Профессор не курирует легочную клинику. На вилле «Маргарита» он наблюдает только одну пациентку, дочь близкого друга семьи. По некоторым его намекам я понял, что речь идет о той самой девушке, которая не дает мне проходу. Он обрисовал ее как женщину, которая, поправ воспитание, поведение, приличествующее барышне из хорошей семьи, бросается в омут разврата, торопится взять от жизни все, что может. Ведет образ жизни эмансипированной женщины, свободной в мыслях и нравах.
– Бедняжка, – завершил он тоном, полным снисходительной нежности, – ей осталось всего-то каких-нибудь пару месяцев: месяца три-четыре, не больше.
Мысль, что девушка из клиники обречена, ошеломила меня. Вплоть до той минуты болезнь ее представлялась мне чем-то абстрактным, с необозначенными контурами; такое впечатление сложилось у меня отчасти потому, что ведет она себя, словно никакой болезни нет и в помине, а отчасти по причине неискоренимой в нас душевной подлости, из-за которой мы с легкостью закрываем глаза на страдания, боль и гибель. Во многом этому способствовало и то, что девушка выглядит совершенно здоровой.

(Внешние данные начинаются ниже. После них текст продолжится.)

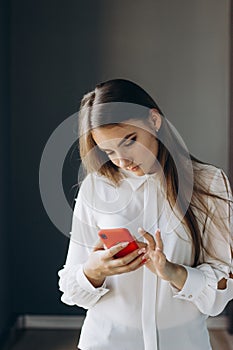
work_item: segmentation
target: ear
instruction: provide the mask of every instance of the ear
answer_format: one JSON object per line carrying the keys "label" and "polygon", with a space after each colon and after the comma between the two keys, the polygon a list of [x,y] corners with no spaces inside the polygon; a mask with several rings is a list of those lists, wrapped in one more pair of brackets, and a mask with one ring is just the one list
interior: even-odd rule
{"label": "ear", "polygon": [[150,109],[149,121],[155,131],[158,132],[162,124],[162,117],[156,108]]}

Внезапно я понял, что мой долг – помочь ей: я обязан прийти повидаться с ней, как она просила, не сообщая, что я священник. В этом не будет греха, ибо это акт милосердия.
В пять я ступил на тропинку за клиникой. Синьорина Доната Перуцци (я знаю ее имя, она – мое: сегодня мы представились друг другу) сразу же завела разговор о том, что происходит в их клинике, о женщинах, которые отдаются солдатам. Она и сама поступала так же.
– Я не святая, – добавила она. На что я отвечал, что никто из нас не свят, и это ее покоробило. У нее тосканский выговор, как у майора Баркари, только чуть мягче, почти не слышен.